Goldman Lifts S&P 500 Target to 8,000
Yahoo! Finance Canada reported Wednesday that Goldman Sachs has raised its S&P 500 target for year-end 2026 to 8,000. The bank previously held a forecast of 7,600 for the index. The revised S&P 500 target sits roughly 6.4% above the index’s most recent closing level of 7,519.
AI Infrastructure Drives the Upgraded Call
Goldman’s strategists pointed to sustained corporate earnings momentum as the primary driver. The bank said earnings growth has accounted for the entirety of the S&P 500’s return so far in 2026. It expects that dynamic to persist through the remainder of the year.

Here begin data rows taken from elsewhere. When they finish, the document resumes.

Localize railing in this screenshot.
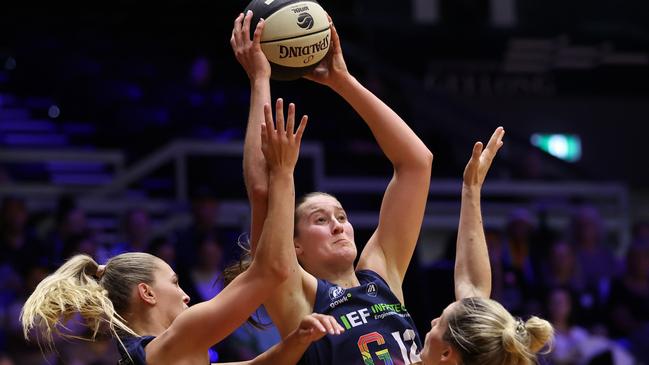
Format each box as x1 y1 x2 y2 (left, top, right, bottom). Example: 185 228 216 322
88 141 324 202
0 141 630 254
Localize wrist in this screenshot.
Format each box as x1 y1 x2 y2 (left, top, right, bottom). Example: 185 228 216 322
248 74 270 87
268 166 293 179
329 72 358 94
462 184 482 198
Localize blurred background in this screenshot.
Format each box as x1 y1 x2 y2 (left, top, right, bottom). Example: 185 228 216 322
0 0 649 365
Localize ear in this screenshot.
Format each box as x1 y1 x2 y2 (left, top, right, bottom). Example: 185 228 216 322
293 240 304 257
439 342 458 364
137 283 157 305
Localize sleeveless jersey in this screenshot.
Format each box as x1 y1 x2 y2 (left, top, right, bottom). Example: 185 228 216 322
117 336 155 365
301 270 422 365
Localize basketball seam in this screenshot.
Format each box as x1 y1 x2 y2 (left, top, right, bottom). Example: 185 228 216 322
259 26 329 44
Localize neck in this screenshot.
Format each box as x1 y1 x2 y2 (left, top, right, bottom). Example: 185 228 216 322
128 309 167 337
309 266 361 288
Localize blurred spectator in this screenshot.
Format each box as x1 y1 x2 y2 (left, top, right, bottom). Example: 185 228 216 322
0 262 55 365
46 195 88 265
542 241 586 293
631 220 649 244
607 243 649 362
0 196 44 271
547 287 590 365
545 288 634 365
148 236 177 270
542 240 603 329
176 187 236 274
186 236 224 303
501 208 536 315
0 354 16 365
103 208 151 262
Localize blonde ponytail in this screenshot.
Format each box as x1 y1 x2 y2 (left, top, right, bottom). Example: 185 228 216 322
20 253 155 348
444 298 554 365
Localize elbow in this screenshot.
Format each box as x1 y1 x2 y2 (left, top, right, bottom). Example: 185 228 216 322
249 184 268 203
271 262 291 284
247 259 290 288
394 147 433 179
421 148 434 173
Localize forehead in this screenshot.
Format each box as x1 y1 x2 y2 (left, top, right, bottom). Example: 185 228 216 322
300 195 343 214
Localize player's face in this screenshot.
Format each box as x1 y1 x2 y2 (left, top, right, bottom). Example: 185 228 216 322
295 195 356 268
420 302 456 365
152 260 189 326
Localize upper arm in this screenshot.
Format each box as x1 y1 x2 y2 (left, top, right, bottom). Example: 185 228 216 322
147 265 276 359
358 168 430 292
264 264 318 338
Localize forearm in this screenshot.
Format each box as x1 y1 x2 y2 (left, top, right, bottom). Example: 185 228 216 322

Goldman analysts said AI infrastructure beneficiaries are on course to generate approximately half of the index’s total earnings growth in 2026. They noted that while semiconductor stocks central to that buildout have recently run ahead of their forward earnings estimates, the broader investment cycle remains intact.

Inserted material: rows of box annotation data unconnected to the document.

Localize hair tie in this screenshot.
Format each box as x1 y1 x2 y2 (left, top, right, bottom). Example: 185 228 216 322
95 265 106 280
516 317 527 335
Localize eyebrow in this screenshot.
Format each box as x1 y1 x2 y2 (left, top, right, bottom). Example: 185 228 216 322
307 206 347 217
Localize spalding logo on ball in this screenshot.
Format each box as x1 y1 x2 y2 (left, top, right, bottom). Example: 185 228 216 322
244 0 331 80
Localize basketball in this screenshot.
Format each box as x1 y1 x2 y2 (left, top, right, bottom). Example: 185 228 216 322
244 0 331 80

The bank also flagged risks. Softening consumer spending and elevated operating costs are genuine headwinds. Goldman argued that continued heavy AI capital spending would more than offset those pressures.
Earnings Estimates Revised Sharply Higher
Alongside the index target, Goldman lifted its earnings-per-share forecasts substantially. The firm now expects S&P 500 EPS of $340 in 2026, representing 24% growth on a year-over-year basis. For 2027, the bank projects EPS of $385, implying a further 13% expansion.
Those revisions suggest Goldman sees the current earnings cycle as durable rather than a one-year anomaly. The scale of the 2026 upgrade in particular reflects confidence that AI monetisation is arriving faster than consensus had assumed.
Wall Street’s Broader Bullish Turn
Goldman’s revision arrives amid a widening consensus shift on Wall Street. Peers including Morgan Stanley and Deutsche Bank have already staked out year-end targets implying roughly 17% full-year returns for the S&P 500. UBS Global Wealth Management made a similar move last week. That firm cited AI-driven earnings resilience as a buffer against inflationary pressure and supply disruptions tied to the Iran conflict.
The clustering of bullish revisions from major brokerages marks a meaningful change in tone from earlier in 2026, when tariff uncertainty and macro volatility kept strategists cautious about lifting price targets.